Il a ajouté que les groupes de la société civile devraient être inclus dans les discussions sur les réformes proposées afin de renforcer la confiance du public dans le processus.

« La plus grande lacune dans cette conversation est de ne pas intégrer et habiliter les forces et acteurs pertinents de la société civile », a déclaré M. Juliano. « Leur accorder, ainsi qu'à des organisations similaires, une place dans les processus créés par le BRIGHT et les législations connexes contribuerait à établir la crédibilité du processus. »

Eric Daniel C. de Torres, professeur de sciences politiques à l'University of the East, a indiqué que des règles de transparence plus strictes pourraient améliorer la perception de la gouvernance et de la stabilité, aidant ainsi à attirer les investissements.

« Cela permettrait une meilleure transparence et davantage de transparence concernant nos politiciens et nos responsables gouvernementaux », a-t-il déclaré via Messenger. « La seule préoccupation concerne la volonté de nos décideurs politiques, de l'exécutif, et les détails de l'amendement qui permettraient réellement une meilleure transparence. »

Il a déclaré que le secteur privé et les groupes sectoriels devraient avoir la possibilité de participer à l'élaboration de la législation.

M. Abrea a proposé des exigences renforcées de divulgation de la propriété bénéficiaire couvrant les prête-noms, les sociétés liées et les comptes connectés, ainsi qu'un plafond de paiement en espèces pour les transactions de forte valeur. Il a également soutenu l'octroi aux autorités d'un accès clairement défini aux dossiers financiers dans les enquêtes impliquant corruption, évasion fiscale, blanchiment d'argent et patrimoines inexpliqués.

Il a en outre proposé une base de données conjointe entre l'AMLC et le Bureau of Internal Revenue qui comparerait automatiquement les flux financiers importants aux revenus déclarés.

« Un meilleur rapprochement des données financières peut améliorer l'observance fiscale, recouvrer les impôts impayés et les actifs illicites, et permettre au gouvernement de passer d'audits généralisés à une application ciblée et fondée sur les risques », a-t-il déclaré. « Cela renforce la stabilité budgétaire sans recourir immédiatement à des taux d'imposition plus élevés ou à davantage d'emprunts. »

M. Remolona a indiqué que la Bangko Sentral et l'AMLC utilisent des outils d'intelligence artificielle pour détecter d'éventuels signaux d'alerte dans les transactions financières.

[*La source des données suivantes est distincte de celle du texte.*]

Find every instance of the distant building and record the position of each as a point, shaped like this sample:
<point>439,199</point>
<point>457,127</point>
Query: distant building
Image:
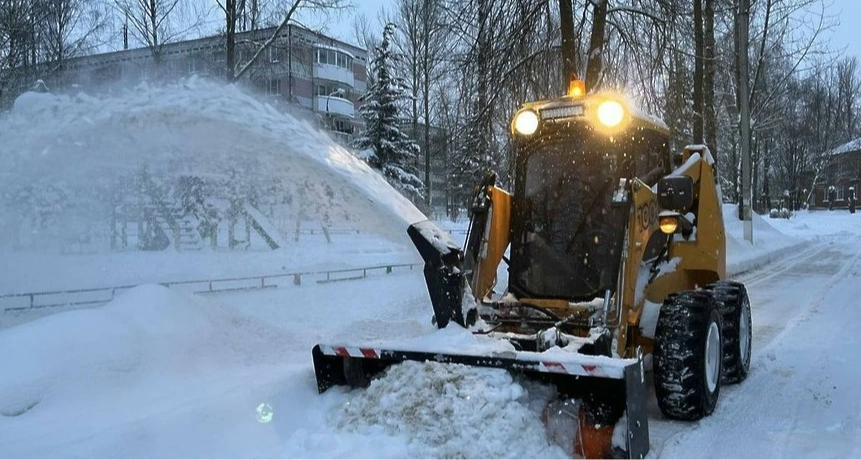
<point>842,171</point>
<point>319,74</point>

La loi sur le secret bancaire a également été évoquée dans les arguments juridiques entourant la procédure de destitution visant la vice-présidente Sara Duterte-Carpio. Son équipe de défense a précédemment invoqué cette loi pour s'opposer aux demandes des procureurs de la Chambre visant à obtenir les dossiers bancaires et fiscaux de la vice-présidente et de son époux, Manases R. Carpio. Le procureur de la Chambre, le représentant Jose Manuel Tadeo I. Diokno, a soutenu que les procédures de destitution constituent une exception aux protections de confidentialité couvrant les dépôts bancaires. La résolution de ce différend, ainsi que le traitement par le Sénat du texte adopté par la Chambre, détermineront le degré d'ouverture du régime de secret bancaire du pays dans les années à venir.